Vincent has lived with River Blindness for many years and has permanently lost the sight in one eye. He is scared that his children will get infected too. Without treatment, they are all at risk from this blinding infection.
Yes, I’d like to help protect a family like Vincent’s from the threat of River Blindness:
What is River Blindness?
River Blindness is the second most common way to go blind due to infection. The infection is spread by blackflies, breeding in fast flowing rivers, which carry a parasite. When they find a human host, the parasites reproduce, spreading millions of larvae through the human body, including the eyes.
When the larvae reach the eyes, they cause unbearable itching, painful inflammation and scarring which, if left for too long, can lead to permanent blindness.
Right now in the Democratic Republic of Congo (DRC), central Africa, there are approximately 40 million people living with the constant threat of this disease.
It is a horrible way to go blind. However, with your help, we can administer preventative medication so people don’t have to live in fear of this disease and the blindness that can result from it.
Vincent, who lives with his family in a remote village in the DRC knows only too well what it is like to live with River Blindness. He contracted the disease while working by a fast-flowing river for seven years, where the blackflies breed. He said:
“I was working outside and there are many flies who can easily bite you. I got those nodules under my skin, my skin was itching severely. I got headaches and my eyes started watering. All that came progressively, over a long time."
Vincent is scared that his children might also contract River Blindness, especially since they help with fetching water from the river.
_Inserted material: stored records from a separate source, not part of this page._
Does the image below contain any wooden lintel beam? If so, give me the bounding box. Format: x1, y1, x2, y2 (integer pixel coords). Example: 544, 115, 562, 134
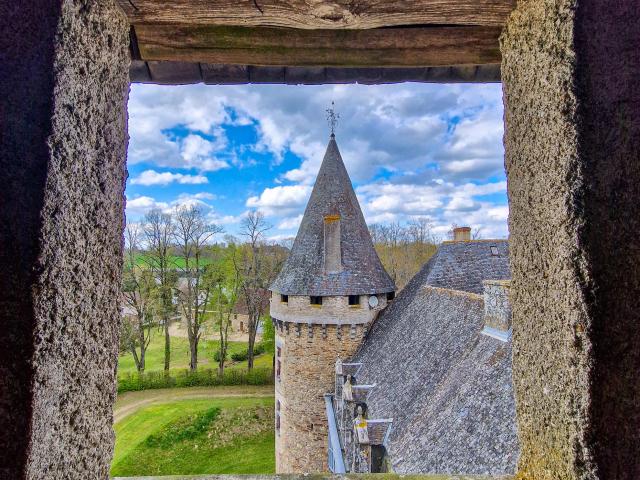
119, 0, 516, 29
135, 25, 501, 67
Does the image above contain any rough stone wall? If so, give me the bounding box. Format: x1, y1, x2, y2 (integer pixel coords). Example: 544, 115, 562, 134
276, 324, 364, 473
502, 0, 640, 479
270, 292, 387, 325
0, 0, 129, 480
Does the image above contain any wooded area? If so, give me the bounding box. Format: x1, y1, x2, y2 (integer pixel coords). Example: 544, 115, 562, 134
136, 24, 501, 67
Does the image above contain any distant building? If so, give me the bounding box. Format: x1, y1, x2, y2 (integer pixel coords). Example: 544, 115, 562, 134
271, 134, 519, 474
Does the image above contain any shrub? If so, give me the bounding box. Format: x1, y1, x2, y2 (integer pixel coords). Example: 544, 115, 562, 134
231, 350, 249, 362
231, 343, 265, 362
118, 368, 273, 393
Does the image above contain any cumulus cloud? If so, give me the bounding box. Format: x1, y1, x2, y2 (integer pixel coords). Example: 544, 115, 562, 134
246, 185, 311, 216
129, 84, 508, 242
131, 170, 209, 186
127, 196, 169, 216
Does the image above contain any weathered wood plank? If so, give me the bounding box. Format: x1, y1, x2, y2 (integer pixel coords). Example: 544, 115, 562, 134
135, 25, 501, 67
119, 0, 516, 29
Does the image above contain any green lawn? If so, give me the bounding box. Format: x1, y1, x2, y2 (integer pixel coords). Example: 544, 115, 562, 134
111, 397, 275, 476
118, 330, 272, 375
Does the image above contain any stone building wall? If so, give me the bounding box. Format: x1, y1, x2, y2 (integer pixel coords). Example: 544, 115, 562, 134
0, 0, 129, 480
276, 322, 366, 473
270, 292, 387, 325
501, 0, 640, 480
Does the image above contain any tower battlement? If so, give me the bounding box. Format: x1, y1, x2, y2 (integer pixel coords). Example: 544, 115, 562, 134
270, 135, 395, 473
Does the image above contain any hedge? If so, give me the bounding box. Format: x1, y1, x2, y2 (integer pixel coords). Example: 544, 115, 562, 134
118, 368, 273, 393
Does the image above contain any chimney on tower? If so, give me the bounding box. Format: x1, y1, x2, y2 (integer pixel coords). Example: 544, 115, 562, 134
453, 227, 471, 242
482, 280, 511, 342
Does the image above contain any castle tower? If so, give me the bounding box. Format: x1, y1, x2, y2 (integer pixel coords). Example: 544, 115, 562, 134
271, 133, 395, 473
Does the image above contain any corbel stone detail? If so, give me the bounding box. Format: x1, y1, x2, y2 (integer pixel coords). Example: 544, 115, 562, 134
501, 0, 640, 480
0, 0, 129, 480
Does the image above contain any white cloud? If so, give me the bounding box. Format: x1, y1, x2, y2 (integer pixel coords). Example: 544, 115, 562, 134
246, 185, 311, 216
131, 170, 209, 186
129, 84, 508, 240
277, 214, 302, 230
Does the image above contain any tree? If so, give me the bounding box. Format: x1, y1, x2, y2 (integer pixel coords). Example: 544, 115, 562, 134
369, 217, 436, 289
234, 212, 282, 370
143, 209, 176, 371
174, 205, 223, 370
206, 244, 240, 376
120, 224, 156, 372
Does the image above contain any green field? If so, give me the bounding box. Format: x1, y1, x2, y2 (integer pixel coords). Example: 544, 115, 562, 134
111, 389, 275, 476
134, 253, 213, 270
118, 330, 272, 375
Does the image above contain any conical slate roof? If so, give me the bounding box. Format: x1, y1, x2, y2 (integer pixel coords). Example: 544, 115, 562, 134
271, 135, 395, 296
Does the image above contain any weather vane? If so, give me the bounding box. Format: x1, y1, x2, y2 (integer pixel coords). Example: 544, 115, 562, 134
327, 102, 340, 137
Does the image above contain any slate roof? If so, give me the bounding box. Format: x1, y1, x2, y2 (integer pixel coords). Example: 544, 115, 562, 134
421, 240, 511, 294
270, 135, 395, 296
352, 242, 519, 475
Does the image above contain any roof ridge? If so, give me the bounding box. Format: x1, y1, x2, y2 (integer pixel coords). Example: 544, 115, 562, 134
422, 285, 484, 302
270, 133, 396, 296
442, 238, 509, 245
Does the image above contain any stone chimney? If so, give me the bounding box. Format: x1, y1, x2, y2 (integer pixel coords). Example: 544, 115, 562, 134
482, 280, 511, 342
453, 227, 471, 242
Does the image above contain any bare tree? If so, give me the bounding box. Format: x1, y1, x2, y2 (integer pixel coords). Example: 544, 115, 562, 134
144, 209, 175, 371
174, 205, 223, 370
206, 243, 240, 377
234, 212, 281, 370
121, 224, 156, 372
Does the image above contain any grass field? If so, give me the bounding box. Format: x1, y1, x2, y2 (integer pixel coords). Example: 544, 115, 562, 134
111, 389, 275, 476
118, 330, 272, 375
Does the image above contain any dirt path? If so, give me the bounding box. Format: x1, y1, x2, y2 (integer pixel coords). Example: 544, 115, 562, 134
113, 385, 274, 423
169, 322, 262, 342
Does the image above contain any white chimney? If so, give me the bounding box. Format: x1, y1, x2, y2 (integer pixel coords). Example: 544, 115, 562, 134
453, 227, 471, 242
324, 215, 342, 273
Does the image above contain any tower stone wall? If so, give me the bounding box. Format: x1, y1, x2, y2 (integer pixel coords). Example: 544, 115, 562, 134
276, 316, 366, 473
271, 294, 387, 473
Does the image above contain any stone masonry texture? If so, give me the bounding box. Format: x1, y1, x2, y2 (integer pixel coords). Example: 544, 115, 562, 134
0, 0, 129, 480
276, 318, 365, 473
502, 0, 640, 480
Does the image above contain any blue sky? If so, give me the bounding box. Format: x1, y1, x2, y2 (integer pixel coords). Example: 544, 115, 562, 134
126, 83, 508, 240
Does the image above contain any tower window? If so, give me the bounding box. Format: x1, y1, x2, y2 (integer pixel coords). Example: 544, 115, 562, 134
276, 347, 282, 381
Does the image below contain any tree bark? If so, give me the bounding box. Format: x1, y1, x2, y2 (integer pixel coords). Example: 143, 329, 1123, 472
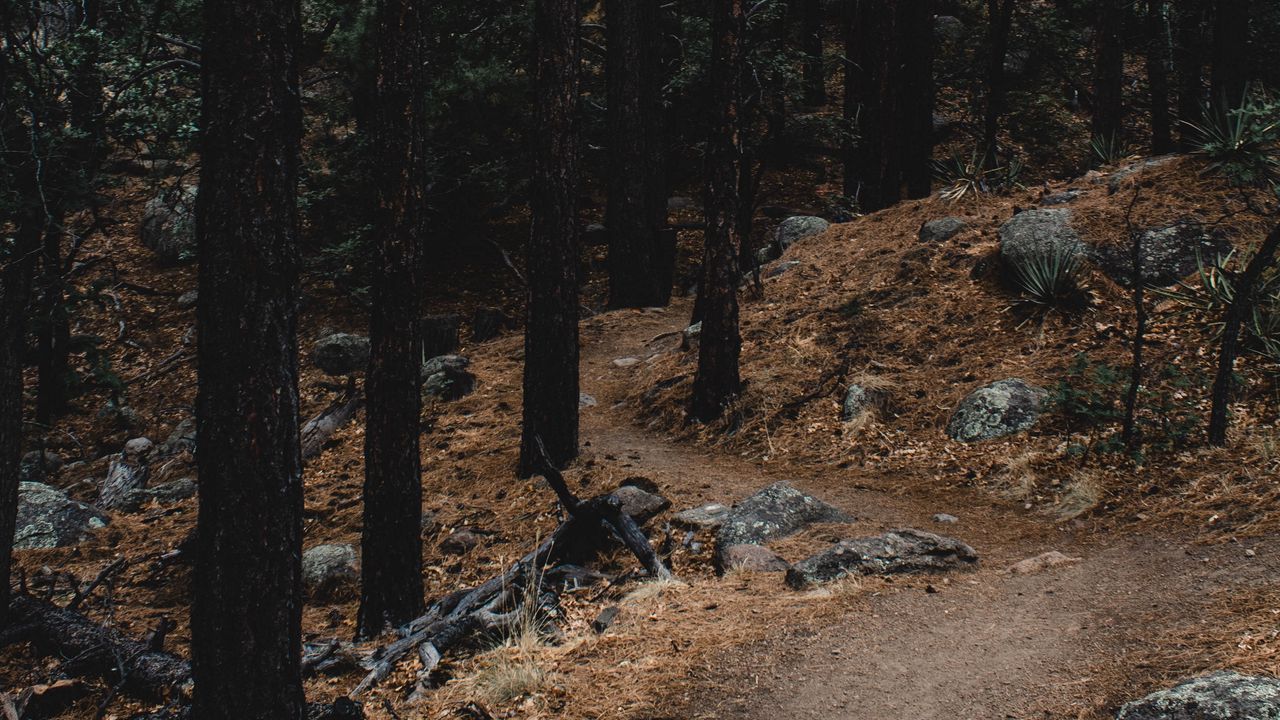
1208, 224, 1280, 447
518, 0, 580, 477
1146, 0, 1174, 155
1092, 0, 1126, 143
690, 0, 746, 421
191, 0, 303, 720
982, 0, 1016, 169
1210, 0, 1249, 114
800, 0, 829, 106
604, 0, 671, 307
356, 0, 427, 638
Like many people living in developing countries, Vincent is unable to afford medication.
A preventive medicine called Mectizan that has been donated for free to CBM is the solution to prevent River Blindness.
This medication kills the worm larvae in the body and stops them from causing damage. However, it isn’t a vaccine and the dose needs topping up to stop adult worms from reproducing. People in high risk areas need to take Mectizan at least once a year, for 10 – 15 years to maintain immunity.
Though it’s too late to restore sight to Vincent’s left eye, his right eye has been saved, thanks to Mectizan. But his entire family, and many others like them, need to take Mectizan every single year to keep River Blindness at bay.
Vincent says: “I want to thank all those who help, and I beg them to continue with their support, because the medication helps us, it heals our bodies and gives us strength to help our families. I wish that my children remain healthy…I hope they have always good eyes.”
Seeking out those remote and rural communities in the DRC, where people are at risk, and administering the medication remains a challenge. Conflict and unrest in the country makes getting medication to those who need it difficult. Once it reaches its destination, Community Outreach Volunteers need to be trained and equipped to distribute Mectizan properly.
Madleine Mukana, one of CBM’s Outreach Volunteers who distributes Mectizan relies on your support.
“I’m happy to help my community get treatment. Mectizan, taken at least once a year, prevents blindness, itching and nodules. I had the itching myself in the past and after taking Mectizan it disappeared! We are fighting blindness and it makes our life better,” she remarked.